Let us recognise that the intense social mobilisation has not substantially modified the government’s position, though the government shows symptoms of exhaustion that have a direct correlation to the police violence unleashed in the streets as the sole mechanism for maintaining a feeling of order.

Even the unions themselves asume that we are in a situation of institutional blockage for the medium term. For the first time in many months we do not have a date in front of us, an event that allows us to gather together. In this vacuum we can find time to imagine and put the next steps in gear.

It is a matter of thinking up mechanisms that open up the conjuncture once again in terms of conflict and participation. Let them be liveable for anyone and based in a logic of process, with the capacity for growth and sustainability. In the squares one can hear proposals about the constituent process. We know that the present party-based system does not serve us and that new party-based approaches based on the present non-democratic order would simply produce a change of elites. We need a real democracy, one that guarantees that those who are elected lead by obeying and that our political and social rights are untouchable. How do we begin to discuss approaches? How do we conclusively strengthen alliances with specific sectors such as the health sector, on a war footing in Madrid?

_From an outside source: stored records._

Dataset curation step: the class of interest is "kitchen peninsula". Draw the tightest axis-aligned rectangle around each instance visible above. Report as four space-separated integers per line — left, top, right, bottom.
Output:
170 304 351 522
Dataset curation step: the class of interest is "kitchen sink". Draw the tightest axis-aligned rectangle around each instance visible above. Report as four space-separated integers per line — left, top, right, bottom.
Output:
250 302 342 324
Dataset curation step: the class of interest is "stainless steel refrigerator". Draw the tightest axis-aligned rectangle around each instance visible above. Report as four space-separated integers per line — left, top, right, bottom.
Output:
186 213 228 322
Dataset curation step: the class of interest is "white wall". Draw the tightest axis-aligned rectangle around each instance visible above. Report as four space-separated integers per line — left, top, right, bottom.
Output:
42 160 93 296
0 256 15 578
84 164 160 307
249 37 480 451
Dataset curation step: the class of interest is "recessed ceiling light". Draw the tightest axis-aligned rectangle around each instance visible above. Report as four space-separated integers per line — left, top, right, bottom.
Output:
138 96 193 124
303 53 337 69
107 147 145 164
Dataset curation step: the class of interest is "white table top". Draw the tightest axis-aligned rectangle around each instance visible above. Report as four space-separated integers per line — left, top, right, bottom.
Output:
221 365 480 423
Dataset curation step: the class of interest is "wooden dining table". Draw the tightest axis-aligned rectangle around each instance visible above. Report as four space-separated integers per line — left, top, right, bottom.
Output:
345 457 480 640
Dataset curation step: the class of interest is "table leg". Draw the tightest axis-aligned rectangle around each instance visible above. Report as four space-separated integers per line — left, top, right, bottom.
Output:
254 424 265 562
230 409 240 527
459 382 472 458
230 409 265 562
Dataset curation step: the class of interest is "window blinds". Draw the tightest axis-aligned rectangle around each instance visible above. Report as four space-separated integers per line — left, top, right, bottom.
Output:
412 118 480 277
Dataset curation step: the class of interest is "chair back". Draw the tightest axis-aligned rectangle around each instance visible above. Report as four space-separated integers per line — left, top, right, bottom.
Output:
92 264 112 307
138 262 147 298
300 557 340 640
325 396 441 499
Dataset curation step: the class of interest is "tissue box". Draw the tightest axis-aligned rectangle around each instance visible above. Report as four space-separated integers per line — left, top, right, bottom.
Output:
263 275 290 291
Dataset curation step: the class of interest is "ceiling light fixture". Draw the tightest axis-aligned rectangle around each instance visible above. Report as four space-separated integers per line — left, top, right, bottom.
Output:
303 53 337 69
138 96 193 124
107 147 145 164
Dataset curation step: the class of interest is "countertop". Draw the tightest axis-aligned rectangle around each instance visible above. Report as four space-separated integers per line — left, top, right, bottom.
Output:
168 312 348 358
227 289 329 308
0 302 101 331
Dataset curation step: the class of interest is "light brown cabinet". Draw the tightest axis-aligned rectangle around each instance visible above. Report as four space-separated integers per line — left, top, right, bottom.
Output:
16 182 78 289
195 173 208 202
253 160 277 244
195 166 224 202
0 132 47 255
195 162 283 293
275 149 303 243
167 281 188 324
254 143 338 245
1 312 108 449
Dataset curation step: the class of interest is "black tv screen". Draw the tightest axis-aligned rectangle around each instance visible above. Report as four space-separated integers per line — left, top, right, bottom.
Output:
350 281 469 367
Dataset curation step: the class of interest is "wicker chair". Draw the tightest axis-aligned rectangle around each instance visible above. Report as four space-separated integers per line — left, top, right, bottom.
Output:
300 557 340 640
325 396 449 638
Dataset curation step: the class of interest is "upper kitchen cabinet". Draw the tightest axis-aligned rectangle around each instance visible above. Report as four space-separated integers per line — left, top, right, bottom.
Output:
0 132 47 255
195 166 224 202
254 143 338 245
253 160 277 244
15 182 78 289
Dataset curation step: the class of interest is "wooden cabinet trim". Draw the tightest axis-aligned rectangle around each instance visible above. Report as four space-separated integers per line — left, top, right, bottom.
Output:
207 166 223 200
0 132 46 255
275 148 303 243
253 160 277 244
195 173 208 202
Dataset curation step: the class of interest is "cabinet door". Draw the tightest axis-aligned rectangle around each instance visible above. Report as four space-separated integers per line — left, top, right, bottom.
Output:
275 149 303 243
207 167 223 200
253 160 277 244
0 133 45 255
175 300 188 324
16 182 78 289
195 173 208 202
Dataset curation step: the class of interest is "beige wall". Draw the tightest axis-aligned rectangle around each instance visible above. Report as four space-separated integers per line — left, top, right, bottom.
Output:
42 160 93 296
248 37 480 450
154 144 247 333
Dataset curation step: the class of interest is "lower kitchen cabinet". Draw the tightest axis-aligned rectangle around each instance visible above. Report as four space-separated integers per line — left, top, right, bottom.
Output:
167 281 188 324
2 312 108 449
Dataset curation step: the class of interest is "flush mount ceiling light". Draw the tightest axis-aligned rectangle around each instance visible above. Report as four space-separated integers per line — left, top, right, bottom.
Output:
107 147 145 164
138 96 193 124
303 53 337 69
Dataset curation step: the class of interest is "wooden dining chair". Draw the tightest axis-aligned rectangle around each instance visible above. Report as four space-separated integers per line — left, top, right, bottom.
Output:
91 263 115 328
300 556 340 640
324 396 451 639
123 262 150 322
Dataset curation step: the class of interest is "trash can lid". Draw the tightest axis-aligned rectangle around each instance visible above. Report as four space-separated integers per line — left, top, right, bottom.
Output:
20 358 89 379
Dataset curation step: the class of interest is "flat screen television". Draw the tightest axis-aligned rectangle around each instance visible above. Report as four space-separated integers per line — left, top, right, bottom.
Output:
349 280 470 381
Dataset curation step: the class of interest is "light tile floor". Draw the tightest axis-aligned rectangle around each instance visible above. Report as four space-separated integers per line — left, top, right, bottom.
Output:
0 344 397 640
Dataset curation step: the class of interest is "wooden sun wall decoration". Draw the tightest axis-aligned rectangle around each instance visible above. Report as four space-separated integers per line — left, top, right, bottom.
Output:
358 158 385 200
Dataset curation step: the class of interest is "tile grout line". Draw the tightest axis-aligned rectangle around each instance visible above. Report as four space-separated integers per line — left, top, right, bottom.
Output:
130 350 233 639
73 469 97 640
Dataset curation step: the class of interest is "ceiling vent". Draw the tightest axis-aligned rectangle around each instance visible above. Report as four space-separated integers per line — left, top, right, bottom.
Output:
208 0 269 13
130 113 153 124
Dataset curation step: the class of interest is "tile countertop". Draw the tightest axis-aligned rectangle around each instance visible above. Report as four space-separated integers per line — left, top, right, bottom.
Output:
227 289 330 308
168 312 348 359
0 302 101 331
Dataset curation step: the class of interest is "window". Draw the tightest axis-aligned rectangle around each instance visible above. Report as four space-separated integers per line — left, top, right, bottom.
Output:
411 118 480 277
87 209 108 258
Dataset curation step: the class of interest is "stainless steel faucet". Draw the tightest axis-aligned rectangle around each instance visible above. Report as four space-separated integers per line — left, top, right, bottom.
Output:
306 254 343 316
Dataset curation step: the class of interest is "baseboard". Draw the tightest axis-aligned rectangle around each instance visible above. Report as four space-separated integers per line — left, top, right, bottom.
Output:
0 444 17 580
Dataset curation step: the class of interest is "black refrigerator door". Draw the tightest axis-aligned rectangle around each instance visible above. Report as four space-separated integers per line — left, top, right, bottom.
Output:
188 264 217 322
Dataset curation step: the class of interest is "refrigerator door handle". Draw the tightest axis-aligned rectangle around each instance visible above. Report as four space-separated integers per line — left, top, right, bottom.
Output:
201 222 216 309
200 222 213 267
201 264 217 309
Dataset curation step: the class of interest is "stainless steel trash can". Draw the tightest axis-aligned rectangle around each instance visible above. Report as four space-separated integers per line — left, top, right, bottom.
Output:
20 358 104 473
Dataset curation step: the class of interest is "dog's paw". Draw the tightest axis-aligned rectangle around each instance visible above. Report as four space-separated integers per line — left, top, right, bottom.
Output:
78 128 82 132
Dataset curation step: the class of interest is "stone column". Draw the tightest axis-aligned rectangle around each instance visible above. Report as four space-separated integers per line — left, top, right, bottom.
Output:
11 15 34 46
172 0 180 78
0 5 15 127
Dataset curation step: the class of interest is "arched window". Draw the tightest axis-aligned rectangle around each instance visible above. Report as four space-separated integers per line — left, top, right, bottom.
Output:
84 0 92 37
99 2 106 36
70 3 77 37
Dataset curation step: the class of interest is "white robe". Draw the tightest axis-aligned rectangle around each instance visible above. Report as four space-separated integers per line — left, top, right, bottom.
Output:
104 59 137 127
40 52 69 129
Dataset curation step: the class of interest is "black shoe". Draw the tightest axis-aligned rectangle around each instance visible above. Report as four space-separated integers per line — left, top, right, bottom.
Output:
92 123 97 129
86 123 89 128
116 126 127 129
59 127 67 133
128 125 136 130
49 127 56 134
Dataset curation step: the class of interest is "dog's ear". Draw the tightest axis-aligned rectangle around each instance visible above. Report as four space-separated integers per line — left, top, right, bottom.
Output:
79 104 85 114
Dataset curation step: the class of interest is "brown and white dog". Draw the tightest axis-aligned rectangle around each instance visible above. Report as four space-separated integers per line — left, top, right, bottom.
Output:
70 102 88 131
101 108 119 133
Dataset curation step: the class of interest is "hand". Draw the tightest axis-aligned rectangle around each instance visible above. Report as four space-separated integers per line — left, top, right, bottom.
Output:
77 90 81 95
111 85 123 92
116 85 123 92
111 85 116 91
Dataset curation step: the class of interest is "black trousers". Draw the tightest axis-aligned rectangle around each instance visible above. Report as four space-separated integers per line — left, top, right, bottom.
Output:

(Banners read: Public healthcare is not for sale – it will be defended! (Obviously it rhymes in Spanish)]

The 14N, and also the marea blanca of 18N [health workers’ mobilisation – literally, ‘white tide’] have filled us with new questions and challenges and that is a symptom of their potency. Every new question renders visible the road we have come so far and also the ceiling we have reached. We cannot stop now. Nothing less than our lives depend on it.